In stark contrast, the automotive sector’s sales surged by an impressive 30.2%, reaching +30.267 million Moroccan dirhams and totaling 130.642 million by the end of November 2023.
This surge is driven by increased sales in construction (+12.643 million), wiring (+10.426 million), and interior vehicles and seats (+2.192 million).
Similarly, the sales of the electronics and electricity sector witnessed a 27.3% increase, amounting to + MAD 4.569 million and totaling 21.298 million by the end of November 2023, compared to 16.729 million in the same period of 2022.
Turning to investments, Moroccan Direct Investments Abroad (IDME) stood at 23.641 MAD million for the first eleven months of 2023, with divestitures reaching 15.000 million—an increase from the previous year.

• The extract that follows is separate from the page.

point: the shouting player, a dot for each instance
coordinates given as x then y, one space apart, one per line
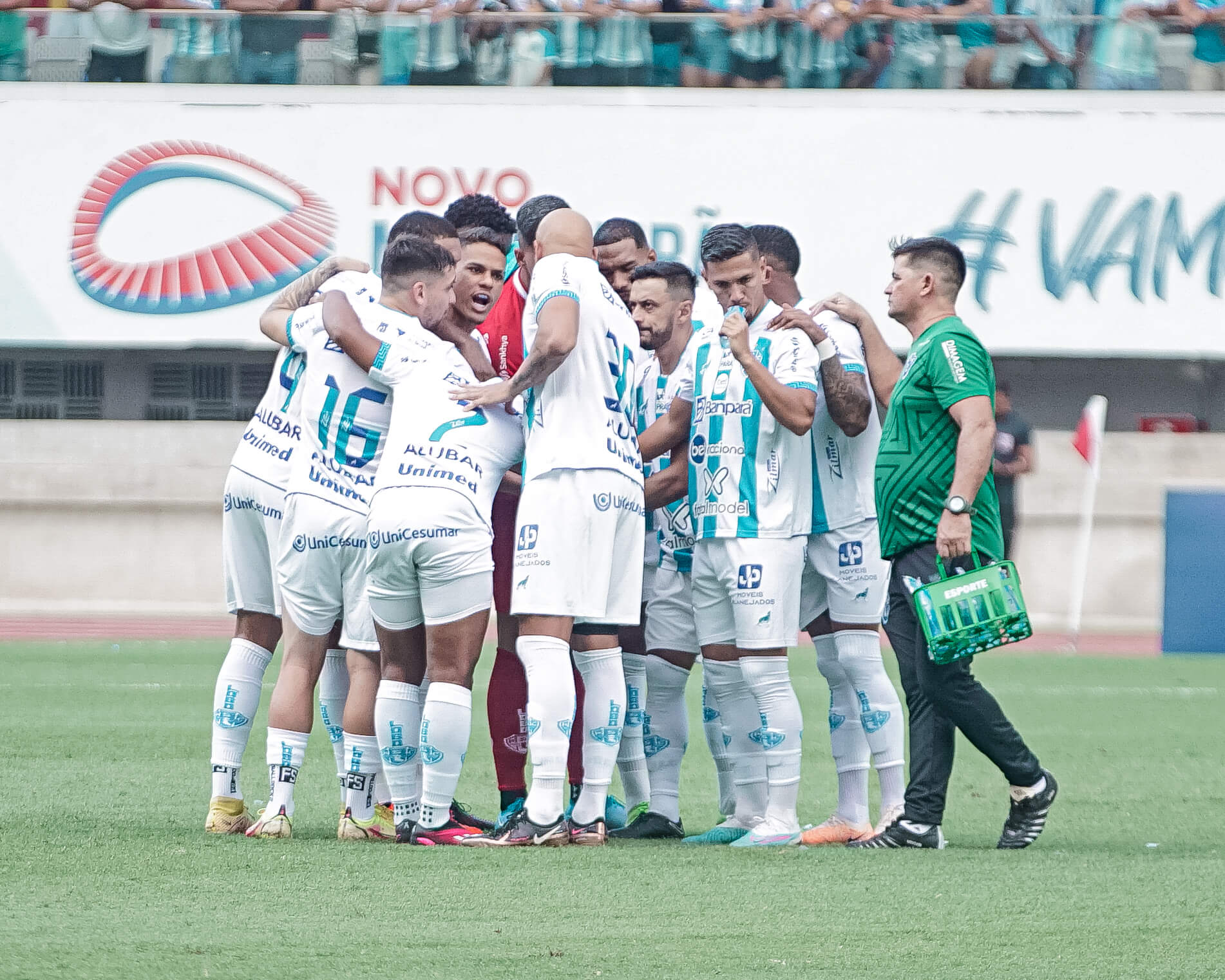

Net participation, excluding intra group debt instruments and reinvested profits, remains nearly stable, with a minimal decrease of 0.7% or -16 million.
As of November 2023, Foreign Direct Investment (FDI) revenues witnessed an 18.8% decline (MAD 29.333 million in November 2023 compared to 36.124 million in November 2022), while expenditures surged by 73.5% or +9.072 million.
Consequently, the net FDI flow dwindled from MAD 23.777 million in November 2022 to MAD 7.914 million in November 2023, marking a substantial 66.7% decrease or -15.863 MDH.